More than one-third of people age 71 and older have some form of cognitive impairment, a Duke University study found. Mild impairment is hard to detect, says Dr. Roush of Baylor, who has a Ph.D. in education. “You can play golf, go to restaurants, go to the opera. You can do almost everything you used to do except manage your money safely,” he says.
A doctor tested Ms. Aird and found she doesn’t have dementia, she and her daughter say, but she couldn’t resist the scam. Now she is ill, her weight down to less than 100 pounds from more than 130. Her family watches her. “I feel that my independence is gone,” she says. “I just feel like I am a big worry to them now.”
Federal authorities often decline to investigate cases involving less than $100,000. A Minnesota police detective did look into Ms. Aird’s case but wasn’t able to recover anything.
A Jamaican law this year made such fraud a crime. “The scamming is highly organized,” says Inspector Dahlia Garrick, spokeswoman for Jamaica’s Major Organized Crime and Anti-Corruption Task Force. “We have been actively pursuing offenders under that act.”
The scamming originating in Jamaica began after foreign companies trained English-speaking Jamaicans to work in local call centers, according to Special Agent Callender. They learned the art of persuasion. Some turned to fraud. Violent gangs fight over what they call “sucker lists.”
There are other types of scams targeting the elderly. For example, with senior citizens using dating websites, romance scams have blossomed. Online sweethearts take money to finance supposed visits or emergencies.
Work-at-home frauds target people short of retirement money. Scammers persuade people to pay for expensive but ineffective online training and website creation.
The grandparent scam, which Rep. Atkins found at the seniors’ facility, features a scammer pretending to be a grandchild on the phone. “Is that you, Billy?” the grandparent responds. “Yes!” says the scammer. “It’s Billy. I’ve been kidnapped in Mexico.
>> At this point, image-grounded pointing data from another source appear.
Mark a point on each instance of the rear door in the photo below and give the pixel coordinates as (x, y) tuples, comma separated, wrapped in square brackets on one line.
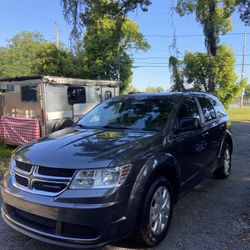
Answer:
[(193, 144), (213, 128)]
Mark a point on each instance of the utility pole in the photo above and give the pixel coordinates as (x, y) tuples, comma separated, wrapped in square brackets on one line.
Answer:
[(57, 34), (243, 69)]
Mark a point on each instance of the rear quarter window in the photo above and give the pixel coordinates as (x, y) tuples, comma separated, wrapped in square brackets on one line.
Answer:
[(219, 109), (207, 108)]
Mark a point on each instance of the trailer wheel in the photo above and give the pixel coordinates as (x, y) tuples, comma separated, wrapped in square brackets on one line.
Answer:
[(63, 123)]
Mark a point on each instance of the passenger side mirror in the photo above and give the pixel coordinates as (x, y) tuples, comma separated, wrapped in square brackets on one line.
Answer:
[(189, 124)]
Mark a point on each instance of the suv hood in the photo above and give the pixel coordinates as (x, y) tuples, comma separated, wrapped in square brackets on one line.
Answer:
[(84, 148)]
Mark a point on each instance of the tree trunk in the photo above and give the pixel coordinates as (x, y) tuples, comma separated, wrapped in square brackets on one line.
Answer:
[(211, 40)]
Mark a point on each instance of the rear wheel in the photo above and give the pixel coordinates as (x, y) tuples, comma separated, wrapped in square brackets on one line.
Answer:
[(224, 169), (156, 214)]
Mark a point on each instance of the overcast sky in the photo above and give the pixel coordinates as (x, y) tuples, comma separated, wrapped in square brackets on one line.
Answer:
[(156, 24)]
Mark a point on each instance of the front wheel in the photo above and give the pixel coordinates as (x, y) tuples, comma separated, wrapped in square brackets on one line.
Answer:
[(156, 214), (224, 168)]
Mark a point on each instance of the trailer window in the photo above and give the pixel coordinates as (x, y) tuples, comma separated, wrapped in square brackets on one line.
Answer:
[(76, 95), (29, 93)]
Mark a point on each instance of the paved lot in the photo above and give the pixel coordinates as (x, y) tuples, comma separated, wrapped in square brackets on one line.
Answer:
[(215, 215)]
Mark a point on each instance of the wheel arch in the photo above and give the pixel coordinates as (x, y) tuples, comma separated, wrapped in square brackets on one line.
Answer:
[(227, 138), (163, 164)]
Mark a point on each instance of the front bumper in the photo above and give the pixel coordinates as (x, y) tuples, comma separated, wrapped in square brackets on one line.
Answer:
[(75, 218)]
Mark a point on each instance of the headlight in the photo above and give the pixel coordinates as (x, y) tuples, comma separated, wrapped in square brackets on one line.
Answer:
[(100, 178)]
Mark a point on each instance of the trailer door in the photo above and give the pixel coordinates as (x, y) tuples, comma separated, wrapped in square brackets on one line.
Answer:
[(82, 99)]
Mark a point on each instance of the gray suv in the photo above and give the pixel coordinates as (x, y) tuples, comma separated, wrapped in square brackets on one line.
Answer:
[(117, 172)]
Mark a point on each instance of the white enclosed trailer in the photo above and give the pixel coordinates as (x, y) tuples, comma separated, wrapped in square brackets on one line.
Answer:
[(56, 102)]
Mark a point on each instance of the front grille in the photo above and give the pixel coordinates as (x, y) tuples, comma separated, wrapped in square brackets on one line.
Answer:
[(58, 172), (49, 186), (51, 226), (22, 180), (41, 180), (26, 167)]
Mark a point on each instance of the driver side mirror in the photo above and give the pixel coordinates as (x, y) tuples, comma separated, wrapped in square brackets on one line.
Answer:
[(189, 124)]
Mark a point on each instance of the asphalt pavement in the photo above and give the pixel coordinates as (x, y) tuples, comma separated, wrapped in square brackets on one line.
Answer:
[(214, 215)]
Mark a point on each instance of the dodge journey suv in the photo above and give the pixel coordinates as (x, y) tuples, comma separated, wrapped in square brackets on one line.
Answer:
[(118, 172)]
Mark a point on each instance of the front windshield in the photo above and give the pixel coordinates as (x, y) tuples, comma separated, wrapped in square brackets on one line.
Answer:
[(129, 113)]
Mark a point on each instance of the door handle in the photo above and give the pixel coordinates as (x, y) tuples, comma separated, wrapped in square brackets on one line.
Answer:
[(222, 126), (205, 134)]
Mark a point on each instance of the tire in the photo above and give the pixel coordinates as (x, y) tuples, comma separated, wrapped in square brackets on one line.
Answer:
[(224, 168), (148, 233)]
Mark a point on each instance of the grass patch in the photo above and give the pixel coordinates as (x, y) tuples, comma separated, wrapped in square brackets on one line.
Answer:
[(239, 114)]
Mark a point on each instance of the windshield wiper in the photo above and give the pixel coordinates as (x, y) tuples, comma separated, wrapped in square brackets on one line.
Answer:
[(116, 127), (80, 125)]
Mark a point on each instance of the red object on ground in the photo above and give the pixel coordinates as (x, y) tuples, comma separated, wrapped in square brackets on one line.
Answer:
[(17, 130)]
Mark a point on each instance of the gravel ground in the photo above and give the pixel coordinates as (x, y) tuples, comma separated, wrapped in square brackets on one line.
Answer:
[(214, 215)]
Wire $2,000 or they will hurt me! Don’t tell my parents.” A surprising number of people send money.
Scams offering fraudulent stock tips and phony investments remain widespread.
“Everybody wants to participate because they see people getting 7% or 8% [returns with riskier investments], and their money is sitting in the bank getting 1% or 2%,” says Eric Bustillo, who directs the Securities and Exchange Commission’s Miami regional office.